Overview of Open Source Self-Driving with Comma AI
This episode of the Practical AI podcast features Harold (CTO at Comma.ai) discussing Comma’s hardware and OpenPilot software—an open source, retrofittable ADAS/autonomy stack. The conversation covers system architecture (device, on-device agent, and cloud training), Comma’s end-to-end approach to learning driving behavior, their world-model / simulation strategy, practical user experience, technical constraints (compute, control, RL, continual learning), and why open source matters for this space.
Key takeaways
- Comma.ai provides a retrofit device you attach to a car (behind the rearview mirror, CAN-connected) that runs OpenPilot and gives highway-level autonomy (steering + longitudinal control).

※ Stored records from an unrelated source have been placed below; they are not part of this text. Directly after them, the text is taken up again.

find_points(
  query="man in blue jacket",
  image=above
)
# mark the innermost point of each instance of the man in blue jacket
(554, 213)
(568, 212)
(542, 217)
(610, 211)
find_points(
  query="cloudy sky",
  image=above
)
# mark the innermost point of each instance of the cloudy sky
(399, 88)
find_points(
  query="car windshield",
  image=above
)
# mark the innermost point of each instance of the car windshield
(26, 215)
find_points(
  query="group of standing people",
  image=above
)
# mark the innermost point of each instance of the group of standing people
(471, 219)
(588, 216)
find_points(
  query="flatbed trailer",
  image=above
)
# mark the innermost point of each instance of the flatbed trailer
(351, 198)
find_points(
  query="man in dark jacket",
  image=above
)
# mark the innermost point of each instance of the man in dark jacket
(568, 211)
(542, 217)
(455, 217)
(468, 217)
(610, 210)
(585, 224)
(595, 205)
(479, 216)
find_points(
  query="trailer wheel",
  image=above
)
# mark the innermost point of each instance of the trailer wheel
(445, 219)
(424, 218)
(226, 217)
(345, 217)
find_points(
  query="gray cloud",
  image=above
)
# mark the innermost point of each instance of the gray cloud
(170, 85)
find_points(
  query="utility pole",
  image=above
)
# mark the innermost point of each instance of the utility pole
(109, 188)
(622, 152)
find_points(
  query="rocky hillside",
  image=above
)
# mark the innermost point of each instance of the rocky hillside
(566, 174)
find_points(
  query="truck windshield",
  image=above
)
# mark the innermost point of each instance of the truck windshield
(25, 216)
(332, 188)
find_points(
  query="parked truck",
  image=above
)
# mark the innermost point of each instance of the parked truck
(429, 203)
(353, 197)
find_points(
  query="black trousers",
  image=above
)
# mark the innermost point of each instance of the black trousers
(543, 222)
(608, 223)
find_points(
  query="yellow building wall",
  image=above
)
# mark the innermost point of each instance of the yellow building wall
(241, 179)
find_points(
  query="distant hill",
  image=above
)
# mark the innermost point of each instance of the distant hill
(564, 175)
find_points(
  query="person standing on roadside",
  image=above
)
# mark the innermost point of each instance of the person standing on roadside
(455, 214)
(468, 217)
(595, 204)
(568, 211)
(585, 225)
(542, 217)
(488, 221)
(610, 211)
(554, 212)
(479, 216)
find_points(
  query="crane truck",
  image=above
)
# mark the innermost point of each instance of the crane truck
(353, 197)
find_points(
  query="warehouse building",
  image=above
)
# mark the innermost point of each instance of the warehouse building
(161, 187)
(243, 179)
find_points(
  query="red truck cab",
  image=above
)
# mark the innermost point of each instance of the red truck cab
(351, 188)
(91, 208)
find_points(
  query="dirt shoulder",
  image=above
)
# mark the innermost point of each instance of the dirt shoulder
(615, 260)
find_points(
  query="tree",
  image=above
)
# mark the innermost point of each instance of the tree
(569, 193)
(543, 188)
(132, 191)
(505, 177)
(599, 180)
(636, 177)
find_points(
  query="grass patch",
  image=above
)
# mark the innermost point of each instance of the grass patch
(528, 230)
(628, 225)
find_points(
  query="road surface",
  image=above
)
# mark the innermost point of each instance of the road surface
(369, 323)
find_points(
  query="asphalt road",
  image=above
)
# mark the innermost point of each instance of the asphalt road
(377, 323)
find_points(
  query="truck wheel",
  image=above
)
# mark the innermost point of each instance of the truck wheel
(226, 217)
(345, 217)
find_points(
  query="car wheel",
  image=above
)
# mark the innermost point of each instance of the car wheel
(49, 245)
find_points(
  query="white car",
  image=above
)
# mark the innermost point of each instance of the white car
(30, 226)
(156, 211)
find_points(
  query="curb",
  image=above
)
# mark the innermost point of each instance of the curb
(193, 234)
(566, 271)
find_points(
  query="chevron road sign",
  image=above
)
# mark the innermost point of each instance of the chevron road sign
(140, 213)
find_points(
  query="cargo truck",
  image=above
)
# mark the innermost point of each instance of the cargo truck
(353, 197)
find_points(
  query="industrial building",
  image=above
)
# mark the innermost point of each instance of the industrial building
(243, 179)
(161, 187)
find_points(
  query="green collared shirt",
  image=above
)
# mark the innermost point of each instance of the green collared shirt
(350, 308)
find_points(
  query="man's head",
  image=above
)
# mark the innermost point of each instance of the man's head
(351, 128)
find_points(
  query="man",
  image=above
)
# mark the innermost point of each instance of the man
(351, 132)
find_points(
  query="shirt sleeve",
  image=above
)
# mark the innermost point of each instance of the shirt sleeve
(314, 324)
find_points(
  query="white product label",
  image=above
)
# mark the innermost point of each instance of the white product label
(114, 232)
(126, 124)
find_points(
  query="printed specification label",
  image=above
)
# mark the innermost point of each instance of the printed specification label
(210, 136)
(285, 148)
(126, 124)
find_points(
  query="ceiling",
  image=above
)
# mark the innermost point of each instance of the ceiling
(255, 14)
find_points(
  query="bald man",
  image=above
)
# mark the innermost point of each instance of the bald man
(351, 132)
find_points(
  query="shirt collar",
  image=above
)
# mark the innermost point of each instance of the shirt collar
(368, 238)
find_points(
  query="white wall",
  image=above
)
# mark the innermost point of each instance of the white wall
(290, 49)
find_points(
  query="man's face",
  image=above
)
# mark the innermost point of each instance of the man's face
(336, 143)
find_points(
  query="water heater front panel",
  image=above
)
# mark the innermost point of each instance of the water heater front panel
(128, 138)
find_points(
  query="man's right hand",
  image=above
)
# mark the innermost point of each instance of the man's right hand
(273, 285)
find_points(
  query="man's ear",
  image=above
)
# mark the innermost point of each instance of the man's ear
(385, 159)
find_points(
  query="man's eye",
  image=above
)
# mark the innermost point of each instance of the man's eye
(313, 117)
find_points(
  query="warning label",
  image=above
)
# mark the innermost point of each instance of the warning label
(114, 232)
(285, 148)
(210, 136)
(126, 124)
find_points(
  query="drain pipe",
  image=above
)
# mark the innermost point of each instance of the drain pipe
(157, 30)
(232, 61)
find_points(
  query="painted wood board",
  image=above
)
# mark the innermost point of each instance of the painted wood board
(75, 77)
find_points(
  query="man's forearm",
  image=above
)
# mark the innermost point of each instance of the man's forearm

- OpenPilot is a widely used open-source autonomy stack and one of the most popular robotics projects on GitHub.
- Runtime inference and control happen entirely on-device; training and simulation run in Comma’s data center.
- Comma follows an “end-to-end” approach: models ingest raw video and output steering curvature and acceleration/gas/brake commands, with minimal explicit intermediate perception outputs.
- A critical innovation: Comma trains policy models inside a learned video-based world model (a generative/simulation model that responds to control inputs), then uses that simulator to train robust recovery behavior.
- Major unsolved technical problems highlighted: low-level controls, reinforcement learning (for tight feedback control), and continual learning (live adaptation on a per-vehicle basis).
- Open source is central to Comma’s strategy—community contributions help port new cars and increase adoption; transparency supports user ownership of devices.
System architecture — mental model
- Device (on-vehicle):
- Cameras + compute + GPS/IMU (optional).
- Runs the small policy/agent model and OpenPilot runtime processes (UI, state management, car API).
- Sends CAN messages to the car (steer, gas, brake, engagement state).
- Offline operation: works without continual cloud connectivity (only updates / data upload).
- Two-model separation:
- World model (simulator): learned generative video model that can be conditioned on actions (e.g., “turn left 10 degrees”) and must be photorealistic and responsive to inputs.
- Agent/policy: smaller model trained inside the simulator; the tiny model is what ships to devices for runtime inference.
- Training infrastructure:
- Central data center runs simulation-based training, diffusion-video generation, and supervisory processes.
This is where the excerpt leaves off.